Se viene el clásico

Henry y Abidal
Luego de casi quince días de no publicar nada por motivos ajenos a mi buena voluntad, retomo hoy la actualidad blaugrana.
Este fin de semana, las cosas parecieron salir mejor de lo acostumbrado al Barcelona, pues en su ya famoso “diciembre negro”, ha logrado solventar con aparente facilidad a dos sus más cercanos perseguidores. Por cuestiones del calendario, el siguiente rival en liga, nada más y nada menos que el Real Madrid ha enfrentado esta temporada a los mismos rivales de los culés, pero con una semana de retraso. Algunos pesimistas, pensaban que esto daba ventaja a los blancos pues viendo los partidos de los azulgrana, podrían tenerlo más fácil estudiando como ganarle a esos equipos. Pero la realidad es otra, en los últimos partidos, el conjunto que ha salido más o menos mal parado de su enfrentamiento con los hombres de Guardiola, han sido el azote de los de Schuster, concretamente Getafe y Sevilla.
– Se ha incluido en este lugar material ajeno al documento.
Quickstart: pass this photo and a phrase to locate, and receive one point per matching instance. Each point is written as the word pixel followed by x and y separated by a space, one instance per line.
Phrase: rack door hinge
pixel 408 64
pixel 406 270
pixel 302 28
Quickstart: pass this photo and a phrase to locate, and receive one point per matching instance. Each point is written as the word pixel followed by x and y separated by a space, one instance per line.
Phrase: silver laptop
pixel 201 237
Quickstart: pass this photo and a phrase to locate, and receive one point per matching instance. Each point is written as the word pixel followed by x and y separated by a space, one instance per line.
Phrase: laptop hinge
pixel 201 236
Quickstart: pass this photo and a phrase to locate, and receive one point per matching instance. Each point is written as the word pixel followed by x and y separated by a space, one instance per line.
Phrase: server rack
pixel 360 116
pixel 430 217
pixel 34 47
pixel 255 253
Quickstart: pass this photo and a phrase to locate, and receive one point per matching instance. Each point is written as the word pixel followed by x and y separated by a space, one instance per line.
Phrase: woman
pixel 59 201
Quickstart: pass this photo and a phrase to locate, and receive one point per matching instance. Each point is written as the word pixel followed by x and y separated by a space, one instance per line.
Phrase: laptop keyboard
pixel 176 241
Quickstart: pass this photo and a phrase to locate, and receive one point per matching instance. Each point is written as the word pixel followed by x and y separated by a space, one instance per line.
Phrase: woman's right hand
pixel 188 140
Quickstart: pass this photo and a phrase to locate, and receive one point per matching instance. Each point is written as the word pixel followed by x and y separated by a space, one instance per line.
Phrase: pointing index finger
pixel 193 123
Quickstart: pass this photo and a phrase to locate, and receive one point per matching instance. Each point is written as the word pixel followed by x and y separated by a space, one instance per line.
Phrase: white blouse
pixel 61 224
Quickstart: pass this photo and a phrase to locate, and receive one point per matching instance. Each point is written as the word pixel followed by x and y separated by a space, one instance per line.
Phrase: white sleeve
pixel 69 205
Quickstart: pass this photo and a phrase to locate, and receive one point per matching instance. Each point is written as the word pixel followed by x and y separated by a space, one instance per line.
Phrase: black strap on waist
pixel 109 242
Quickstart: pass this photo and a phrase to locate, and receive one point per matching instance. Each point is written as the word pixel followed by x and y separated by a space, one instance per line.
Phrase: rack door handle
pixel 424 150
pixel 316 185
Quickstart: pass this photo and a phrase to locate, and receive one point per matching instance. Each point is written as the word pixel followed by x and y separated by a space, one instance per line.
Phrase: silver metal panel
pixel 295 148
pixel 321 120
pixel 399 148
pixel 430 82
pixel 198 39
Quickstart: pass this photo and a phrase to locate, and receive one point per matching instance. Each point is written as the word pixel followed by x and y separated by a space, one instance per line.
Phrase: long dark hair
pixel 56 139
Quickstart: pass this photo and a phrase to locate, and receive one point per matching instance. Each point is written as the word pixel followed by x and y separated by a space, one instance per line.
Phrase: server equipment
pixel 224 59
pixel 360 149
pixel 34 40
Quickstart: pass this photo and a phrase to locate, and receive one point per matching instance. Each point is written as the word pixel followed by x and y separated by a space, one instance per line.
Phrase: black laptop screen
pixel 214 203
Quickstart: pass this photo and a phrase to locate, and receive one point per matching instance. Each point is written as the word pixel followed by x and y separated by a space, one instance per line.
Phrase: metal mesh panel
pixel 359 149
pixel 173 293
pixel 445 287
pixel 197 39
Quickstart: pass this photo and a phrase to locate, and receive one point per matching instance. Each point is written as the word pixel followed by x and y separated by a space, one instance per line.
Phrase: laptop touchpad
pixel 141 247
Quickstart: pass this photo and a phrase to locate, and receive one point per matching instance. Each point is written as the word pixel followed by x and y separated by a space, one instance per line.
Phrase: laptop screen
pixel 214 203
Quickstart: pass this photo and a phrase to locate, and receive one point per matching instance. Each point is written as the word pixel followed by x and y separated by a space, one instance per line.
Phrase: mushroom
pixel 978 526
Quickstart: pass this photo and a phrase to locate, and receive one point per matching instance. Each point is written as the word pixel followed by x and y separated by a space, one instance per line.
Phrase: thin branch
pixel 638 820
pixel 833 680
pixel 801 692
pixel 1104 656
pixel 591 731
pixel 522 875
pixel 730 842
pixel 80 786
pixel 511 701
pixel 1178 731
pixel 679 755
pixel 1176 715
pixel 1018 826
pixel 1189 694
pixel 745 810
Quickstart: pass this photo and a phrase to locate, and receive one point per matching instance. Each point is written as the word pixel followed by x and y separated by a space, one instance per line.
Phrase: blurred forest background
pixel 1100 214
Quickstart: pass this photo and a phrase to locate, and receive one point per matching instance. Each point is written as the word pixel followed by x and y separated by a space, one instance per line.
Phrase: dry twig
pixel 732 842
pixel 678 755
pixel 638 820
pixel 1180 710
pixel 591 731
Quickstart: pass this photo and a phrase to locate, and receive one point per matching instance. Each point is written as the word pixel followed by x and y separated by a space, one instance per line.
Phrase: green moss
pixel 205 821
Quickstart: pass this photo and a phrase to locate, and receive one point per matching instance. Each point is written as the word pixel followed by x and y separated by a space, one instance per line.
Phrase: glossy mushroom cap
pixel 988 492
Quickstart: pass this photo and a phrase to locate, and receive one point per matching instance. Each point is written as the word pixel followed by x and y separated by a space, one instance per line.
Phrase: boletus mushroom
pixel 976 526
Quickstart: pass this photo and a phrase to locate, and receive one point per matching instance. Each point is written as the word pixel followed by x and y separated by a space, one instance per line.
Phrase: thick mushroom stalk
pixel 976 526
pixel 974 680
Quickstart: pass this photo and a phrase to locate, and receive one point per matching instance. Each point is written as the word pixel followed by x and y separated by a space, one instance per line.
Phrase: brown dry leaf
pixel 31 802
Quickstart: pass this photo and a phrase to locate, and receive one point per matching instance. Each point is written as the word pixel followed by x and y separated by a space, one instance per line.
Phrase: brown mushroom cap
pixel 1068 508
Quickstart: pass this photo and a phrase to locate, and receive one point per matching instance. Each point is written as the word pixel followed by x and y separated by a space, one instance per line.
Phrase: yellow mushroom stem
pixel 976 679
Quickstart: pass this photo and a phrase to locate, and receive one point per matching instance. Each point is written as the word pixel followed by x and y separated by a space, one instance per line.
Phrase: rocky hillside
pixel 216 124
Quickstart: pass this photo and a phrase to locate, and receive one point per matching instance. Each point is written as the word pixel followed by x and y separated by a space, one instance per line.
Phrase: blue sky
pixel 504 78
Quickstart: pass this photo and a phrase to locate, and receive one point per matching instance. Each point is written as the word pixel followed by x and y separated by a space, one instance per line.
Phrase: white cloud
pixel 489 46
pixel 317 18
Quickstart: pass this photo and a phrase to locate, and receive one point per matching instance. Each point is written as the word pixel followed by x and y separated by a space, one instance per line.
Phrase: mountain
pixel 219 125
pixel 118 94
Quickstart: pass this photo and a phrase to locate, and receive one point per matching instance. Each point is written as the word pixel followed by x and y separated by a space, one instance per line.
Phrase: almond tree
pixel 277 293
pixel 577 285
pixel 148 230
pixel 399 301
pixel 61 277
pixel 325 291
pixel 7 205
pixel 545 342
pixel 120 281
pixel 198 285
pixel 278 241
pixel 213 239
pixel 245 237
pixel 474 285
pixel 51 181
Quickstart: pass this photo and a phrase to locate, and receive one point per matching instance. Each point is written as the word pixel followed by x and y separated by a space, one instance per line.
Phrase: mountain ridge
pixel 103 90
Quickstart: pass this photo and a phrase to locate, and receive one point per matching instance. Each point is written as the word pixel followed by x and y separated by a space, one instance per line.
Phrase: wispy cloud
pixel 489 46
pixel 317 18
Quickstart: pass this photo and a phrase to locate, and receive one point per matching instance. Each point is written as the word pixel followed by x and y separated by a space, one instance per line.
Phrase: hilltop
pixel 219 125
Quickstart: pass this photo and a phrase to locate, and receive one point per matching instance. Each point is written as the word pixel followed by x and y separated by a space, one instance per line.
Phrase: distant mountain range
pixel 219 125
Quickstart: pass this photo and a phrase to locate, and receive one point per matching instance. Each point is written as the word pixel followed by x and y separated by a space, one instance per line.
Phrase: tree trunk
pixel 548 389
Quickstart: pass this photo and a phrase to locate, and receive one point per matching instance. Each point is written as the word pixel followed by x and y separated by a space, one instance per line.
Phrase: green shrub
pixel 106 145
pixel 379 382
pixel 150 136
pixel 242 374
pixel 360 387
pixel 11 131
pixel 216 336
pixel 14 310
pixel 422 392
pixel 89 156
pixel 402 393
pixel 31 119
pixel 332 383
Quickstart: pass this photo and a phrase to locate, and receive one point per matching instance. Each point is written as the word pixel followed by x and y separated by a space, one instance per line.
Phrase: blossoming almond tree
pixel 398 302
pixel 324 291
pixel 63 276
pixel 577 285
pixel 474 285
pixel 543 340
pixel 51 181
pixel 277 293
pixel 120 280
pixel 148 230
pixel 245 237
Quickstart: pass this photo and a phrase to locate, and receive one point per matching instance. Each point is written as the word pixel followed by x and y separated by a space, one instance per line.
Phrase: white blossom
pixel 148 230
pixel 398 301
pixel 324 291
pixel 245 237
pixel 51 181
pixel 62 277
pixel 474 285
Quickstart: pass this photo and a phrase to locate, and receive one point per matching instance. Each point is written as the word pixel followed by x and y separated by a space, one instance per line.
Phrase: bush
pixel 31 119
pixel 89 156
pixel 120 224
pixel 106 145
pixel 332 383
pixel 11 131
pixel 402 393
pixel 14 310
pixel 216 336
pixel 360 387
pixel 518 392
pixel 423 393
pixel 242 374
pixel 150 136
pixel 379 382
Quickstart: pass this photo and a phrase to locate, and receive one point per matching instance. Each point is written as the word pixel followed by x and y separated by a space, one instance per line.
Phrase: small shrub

De esta manera, no se puede esperar mejor ambiente para el clásico de la siguiente semana, pero no por eso la postura del equipo debería cambiar. Aún con los gritos de “Calderón Dimisión” que se escucharon en le Bernabeu y la precaria situación del técnico alemán, sería un suicidio futbolístico cambiar de entrenador antes de tan importante partido, cuando la lógica indica que una eventual derrota el sábado sería la excusa perfecta para hacerlo. Así pues, asumiendo que Schuster se jugaría el puesto frente al Barcelona, en una situación donde ya no le quedaría nada que perder, pero sí mucho que ganar, es probable que se la juegue con una apuesta arriesgada tratando de poner en jaque a los culés y animando a los suyos con promesas de una remontada bastante fantasiosa.
Por este motivo, ahora menos que nunca, los jugadores del Barça, deberían relajarse pensando que el Madrid va en picada y queriendo hacer otra manita histórica con gambetas, rabonas, taquitos, sombreros y chilenas incluidas. Nada de eso, los merengues saltarán al campo con el cuchillo entre los dientes tratando de salvar el cuello propio, el de su entrenador y hasta del presidente. Estoy seguro entonces, que el Pep hará mucho en la semana para mantener la concentración al máximo y que Xavi y diez más saldrán muy enfocados frente a once manojos de nervios vestidos de blanco. Y si quieren mi pronóstico del partido, se los doy con mucho gusto: Mijatovic le va a echar la culpa al árbitro.
Posdata: Esta semana recibí el correo electrónico de un lector (Manolo), preguntando por el origen de la palabra “culé”, y entonces me permito copiar una pequeña explicación que encontré hace tiempo en la Internet, y le he agregado algunos comentarios en letra pequeña:
“Suele decirse que es porque en la época en que el Fútbol Club Barcelona (cuyos seguidores son los únicos llamados culés) todavía no tenía estadio (principios del siglo XX) y jugaba en un campo sin gradas, los aficionados solían sentarse en lo alto de los muros que rodeaban al campo. Así, cuando alguien pasaba por la calle contigua durante un partido o entrenamiento, se encontraba una fila de “culés” (literalmente ´culo´ en catalán, pues desde abajo solo veía el trasero) asomando por encima de la tapia.”